No More Labs in Public Hospitals in China?

March 12, 2017

A Typical Day in a Chinese Hospital; Source: sixth tone

Prior to the 2009 health system reform, in the face of dwindling governmental health spending, Chinese public hospitals relied primarily on drugs with high mark-up and expensive laboratory tests as their sources of revenue. In fact, according to earlier estimation, lab testing expenditure alone costs the system 751.9 billion RMB in 2015. Unlike in the U.S. where lab tests are conducted in both hospital lab settings (62%) and independent laboratories, lab tests are completed almost exclusively within public hospital laboratories (99.3%) in China.

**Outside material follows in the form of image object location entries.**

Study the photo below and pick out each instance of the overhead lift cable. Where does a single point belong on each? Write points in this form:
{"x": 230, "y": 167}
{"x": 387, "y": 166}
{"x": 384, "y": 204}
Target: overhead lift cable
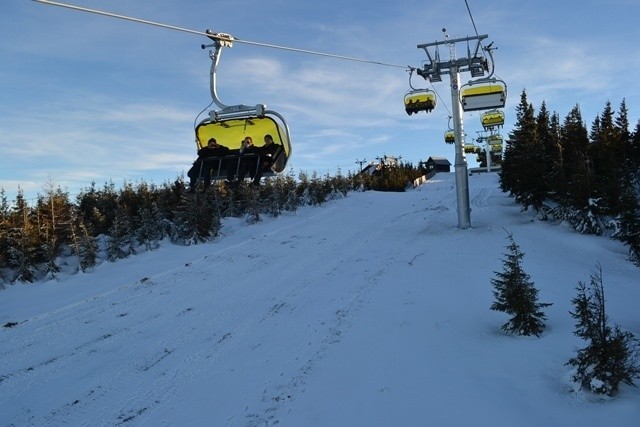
{"x": 213, "y": 36}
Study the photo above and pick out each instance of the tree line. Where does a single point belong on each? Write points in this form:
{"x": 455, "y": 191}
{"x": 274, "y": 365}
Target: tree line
{"x": 587, "y": 177}
{"x": 57, "y": 233}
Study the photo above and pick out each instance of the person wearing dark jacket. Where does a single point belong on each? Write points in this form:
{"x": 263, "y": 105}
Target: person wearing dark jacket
{"x": 202, "y": 168}
{"x": 248, "y": 160}
{"x": 268, "y": 153}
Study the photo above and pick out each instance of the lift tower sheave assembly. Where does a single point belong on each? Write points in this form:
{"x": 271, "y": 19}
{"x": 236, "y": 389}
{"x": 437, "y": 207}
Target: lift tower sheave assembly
{"x": 476, "y": 64}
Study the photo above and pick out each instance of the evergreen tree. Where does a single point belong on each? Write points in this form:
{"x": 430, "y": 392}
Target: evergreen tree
{"x": 517, "y": 296}
{"x": 121, "y": 240}
{"x": 611, "y": 356}
{"x": 628, "y": 222}
{"x": 516, "y": 174}
{"x": 149, "y": 230}
{"x": 577, "y": 165}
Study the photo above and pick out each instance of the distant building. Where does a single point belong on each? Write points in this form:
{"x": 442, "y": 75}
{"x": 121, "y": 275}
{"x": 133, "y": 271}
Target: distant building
{"x": 437, "y": 164}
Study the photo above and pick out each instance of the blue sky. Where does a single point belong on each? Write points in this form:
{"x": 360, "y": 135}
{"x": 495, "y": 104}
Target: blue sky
{"x": 89, "y": 98}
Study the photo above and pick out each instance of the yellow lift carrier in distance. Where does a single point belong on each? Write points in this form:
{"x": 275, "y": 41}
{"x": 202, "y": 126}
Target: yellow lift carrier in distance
{"x": 484, "y": 94}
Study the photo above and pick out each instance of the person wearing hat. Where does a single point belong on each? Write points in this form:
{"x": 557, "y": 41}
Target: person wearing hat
{"x": 268, "y": 153}
{"x": 207, "y": 161}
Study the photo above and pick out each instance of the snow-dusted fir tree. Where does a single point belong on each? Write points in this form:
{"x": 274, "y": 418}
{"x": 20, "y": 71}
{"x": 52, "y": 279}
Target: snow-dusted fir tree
{"x": 516, "y": 295}
{"x": 611, "y": 357}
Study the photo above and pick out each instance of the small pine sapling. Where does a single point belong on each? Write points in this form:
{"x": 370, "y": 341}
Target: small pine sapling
{"x": 517, "y": 296}
{"x": 611, "y": 356}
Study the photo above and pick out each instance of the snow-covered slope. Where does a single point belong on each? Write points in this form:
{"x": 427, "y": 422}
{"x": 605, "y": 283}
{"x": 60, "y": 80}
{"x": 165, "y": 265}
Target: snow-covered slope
{"x": 370, "y": 310}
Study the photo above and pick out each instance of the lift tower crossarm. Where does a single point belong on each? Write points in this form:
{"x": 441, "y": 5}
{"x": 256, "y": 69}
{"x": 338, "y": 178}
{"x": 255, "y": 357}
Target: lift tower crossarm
{"x": 433, "y": 71}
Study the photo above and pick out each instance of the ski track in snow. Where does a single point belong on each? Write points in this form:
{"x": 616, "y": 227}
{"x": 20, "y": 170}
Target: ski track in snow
{"x": 186, "y": 324}
{"x": 189, "y": 322}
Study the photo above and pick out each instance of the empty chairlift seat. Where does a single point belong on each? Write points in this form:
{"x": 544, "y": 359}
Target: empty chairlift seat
{"x": 419, "y": 100}
{"x": 483, "y": 95}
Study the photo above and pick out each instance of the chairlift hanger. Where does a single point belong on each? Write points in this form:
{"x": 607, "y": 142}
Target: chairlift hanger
{"x": 492, "y": 119}
{"x": 416, "y": 100}
{"x": 487, "y": 93}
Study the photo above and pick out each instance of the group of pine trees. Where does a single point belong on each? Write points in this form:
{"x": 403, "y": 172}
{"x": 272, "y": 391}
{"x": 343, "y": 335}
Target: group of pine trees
{"x": 611, "y": 357}
{"x": 57, "y": 233}
{"x": 590, "y": 178}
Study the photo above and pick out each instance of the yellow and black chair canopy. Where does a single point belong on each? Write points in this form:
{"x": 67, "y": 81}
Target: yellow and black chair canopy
{"x": 231, "y": 133}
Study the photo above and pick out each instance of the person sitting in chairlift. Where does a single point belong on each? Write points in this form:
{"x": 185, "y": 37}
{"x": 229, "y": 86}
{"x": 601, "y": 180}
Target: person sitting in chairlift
{"x": 268, "y": 154}
{"x": 202, "y": 168}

In the effort to improve healthcare quality and cost-effectiveness, the Chinese central MOH has recently published policy recommendations that call for labs within public hospitals to register as independent legal entity. In addition, the development of independent medical laboratory companies is also encouraged. However, actual implementation of such policy recommendations (not mandate) is at the discretion of individual provincial MOH, whose opinion is largely influenced by large public hospitals. In this case, public hospitals are unlikely to support such policy in fear that they will lose another source of revenue (in light of the recent “zero drug mark-up” policy). General publics have also voiced concerns related to whether all hospital laboratory services will be removed and how that might affect their care-seeking experience.

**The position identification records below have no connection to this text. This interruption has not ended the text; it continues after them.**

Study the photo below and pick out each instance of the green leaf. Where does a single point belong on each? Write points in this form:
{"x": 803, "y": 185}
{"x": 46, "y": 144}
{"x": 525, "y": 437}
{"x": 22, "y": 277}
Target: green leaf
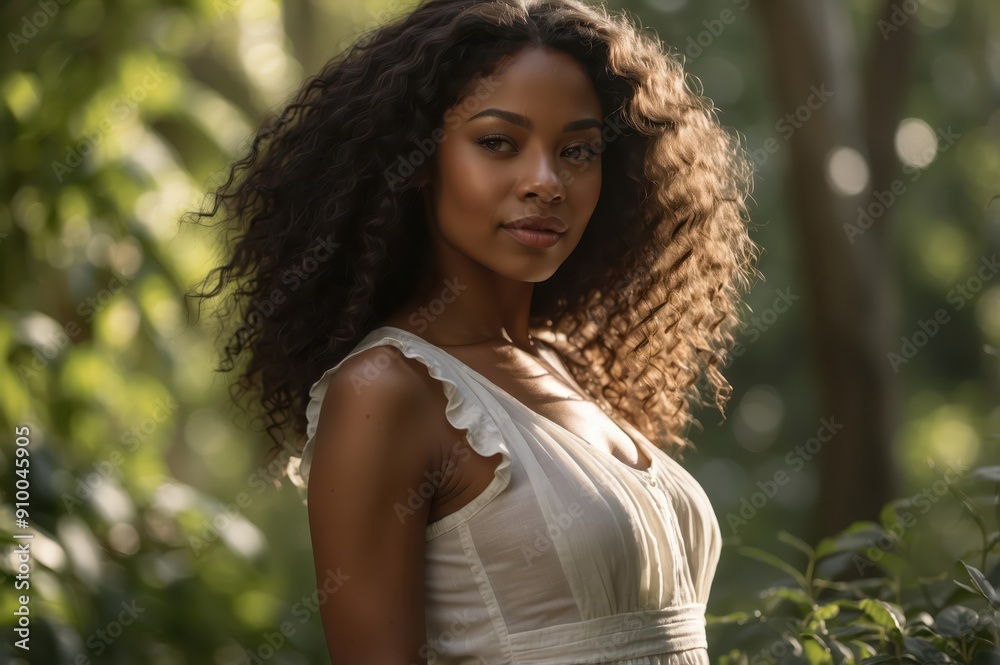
{"x": 883, "y": 614}
{"x": 988, "y": 473}
{"x": 925, "y": 650}
{"x": 800, "y": 545}
{"x": 865, "y": 650}
{"x": 956, "y": 620}
{"x": 733, "y": 617}
{"x": 844, "y": 655}
{"x": 983, "y": 584}
{"x": 826, "y": 612}
{"x": 789, "y": 593}
{"x": 775, "y": 562}
{"x": 816, "y": 652}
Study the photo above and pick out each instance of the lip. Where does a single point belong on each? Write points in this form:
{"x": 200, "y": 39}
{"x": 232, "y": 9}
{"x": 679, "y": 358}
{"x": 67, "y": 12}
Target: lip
{"x": 535, "y": 223}
{"x": 532, "y": 238}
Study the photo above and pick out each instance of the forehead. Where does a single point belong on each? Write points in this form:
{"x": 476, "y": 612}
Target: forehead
{"x": 533, "y": 82}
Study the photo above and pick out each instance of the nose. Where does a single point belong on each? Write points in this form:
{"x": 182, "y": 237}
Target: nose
{"x": 542, "y": 183}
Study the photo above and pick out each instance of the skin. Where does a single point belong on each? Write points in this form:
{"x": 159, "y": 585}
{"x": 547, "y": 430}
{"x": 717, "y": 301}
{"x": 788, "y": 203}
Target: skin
{"x": 470, "y": 192}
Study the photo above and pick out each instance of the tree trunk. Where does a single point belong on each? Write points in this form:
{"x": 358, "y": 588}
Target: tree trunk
{"x": 848, "y": 278}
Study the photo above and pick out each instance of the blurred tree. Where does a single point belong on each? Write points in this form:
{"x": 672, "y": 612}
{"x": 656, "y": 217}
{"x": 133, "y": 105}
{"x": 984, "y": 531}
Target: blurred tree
{"x": 834, "y": 100}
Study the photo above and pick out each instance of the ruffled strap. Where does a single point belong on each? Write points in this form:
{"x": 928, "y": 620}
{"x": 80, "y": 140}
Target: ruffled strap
{"x": 465, "y": 411}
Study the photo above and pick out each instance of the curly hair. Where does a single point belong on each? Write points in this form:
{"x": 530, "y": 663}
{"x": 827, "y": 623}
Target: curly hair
{"x": 327, "y": 236}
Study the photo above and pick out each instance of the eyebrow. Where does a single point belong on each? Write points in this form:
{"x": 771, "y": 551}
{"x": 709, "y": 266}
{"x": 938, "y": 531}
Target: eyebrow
{"x": 522, "y": 121}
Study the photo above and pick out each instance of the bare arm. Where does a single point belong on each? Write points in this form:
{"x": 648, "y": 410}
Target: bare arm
{"x": 371, "y": 449}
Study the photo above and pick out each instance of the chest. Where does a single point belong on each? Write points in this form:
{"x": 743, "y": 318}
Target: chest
{"x": 544, "y": 388}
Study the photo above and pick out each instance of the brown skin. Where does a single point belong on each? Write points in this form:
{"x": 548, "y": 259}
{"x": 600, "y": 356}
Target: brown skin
{"x": 542, "y": 171}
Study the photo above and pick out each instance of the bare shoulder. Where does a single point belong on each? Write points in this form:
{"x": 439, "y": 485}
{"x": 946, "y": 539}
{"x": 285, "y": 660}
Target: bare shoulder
{"x": 376, "y": 405}
{"x": 373, "y": 446}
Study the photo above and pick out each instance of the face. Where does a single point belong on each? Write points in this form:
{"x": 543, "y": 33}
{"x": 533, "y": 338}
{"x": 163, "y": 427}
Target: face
{"x": 525, "y": 143}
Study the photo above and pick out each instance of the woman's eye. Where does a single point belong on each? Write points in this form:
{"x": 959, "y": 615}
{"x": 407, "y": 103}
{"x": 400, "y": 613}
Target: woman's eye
{"x": 584, "y": 151}
{"x": 489, "y": 142}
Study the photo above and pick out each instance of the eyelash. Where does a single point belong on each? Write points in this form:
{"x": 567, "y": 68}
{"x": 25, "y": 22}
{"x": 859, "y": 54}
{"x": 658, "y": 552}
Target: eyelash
{"x": 500, "y": 137}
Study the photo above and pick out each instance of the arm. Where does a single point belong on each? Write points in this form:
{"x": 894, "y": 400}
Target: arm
{"x": 371, "y": 448}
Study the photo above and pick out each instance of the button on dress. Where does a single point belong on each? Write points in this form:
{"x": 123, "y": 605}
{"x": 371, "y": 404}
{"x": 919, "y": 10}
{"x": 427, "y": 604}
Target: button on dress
{"x": 569, "y": 556}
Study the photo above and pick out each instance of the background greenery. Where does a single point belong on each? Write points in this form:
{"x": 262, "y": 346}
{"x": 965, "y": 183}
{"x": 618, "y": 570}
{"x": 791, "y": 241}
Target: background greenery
{"x": 149, "y": 491}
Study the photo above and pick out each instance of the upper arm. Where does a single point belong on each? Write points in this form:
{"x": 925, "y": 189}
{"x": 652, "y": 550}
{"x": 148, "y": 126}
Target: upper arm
{"x": 371, "y": 449}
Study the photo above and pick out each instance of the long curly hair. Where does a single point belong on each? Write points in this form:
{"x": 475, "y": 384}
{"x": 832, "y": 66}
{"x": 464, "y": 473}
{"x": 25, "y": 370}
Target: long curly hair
{"x": 327, "y": 237}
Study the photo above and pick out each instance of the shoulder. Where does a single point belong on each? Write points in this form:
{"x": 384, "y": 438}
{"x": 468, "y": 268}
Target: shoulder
{"x": 379, "y": 379}
{"x": 379, "y": 393}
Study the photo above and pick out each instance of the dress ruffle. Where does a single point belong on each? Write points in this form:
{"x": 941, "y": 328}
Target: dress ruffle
{"x": 463, "y": 411}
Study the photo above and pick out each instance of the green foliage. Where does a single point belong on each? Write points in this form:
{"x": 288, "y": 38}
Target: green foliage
{"x": 862, "y": 599}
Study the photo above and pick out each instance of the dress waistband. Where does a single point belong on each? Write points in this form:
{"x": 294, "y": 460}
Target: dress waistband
{"x": 616, "y": 637}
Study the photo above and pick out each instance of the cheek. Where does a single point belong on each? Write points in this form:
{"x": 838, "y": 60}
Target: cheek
{"x": 469, "y": 189}
{"x": 584, "y": 187}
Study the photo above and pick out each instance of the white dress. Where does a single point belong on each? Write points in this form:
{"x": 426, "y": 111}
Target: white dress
{"x": 570, "y": 555}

To maintain healthcare quality and mitigate the risk of national health insurance fund deficit , the central government of China should enforce such policy with no delay. However, in order to generate buy-in and reconcile the conflicts between different stakeholders, the CMOH should:

  1. Change the “policy recommendation” to “policy mandate”, set pilot cities, start from small-scale implementation to national roll-out;
  2. Subsidize public hospitals to help them go through the transition period;
  3. Emphasize to the public that frequently used lab services will be available at public hospitals, only to be financially separated from the public hospitals’ revenue streams;
  4. Set high quality control standard for independent lab services.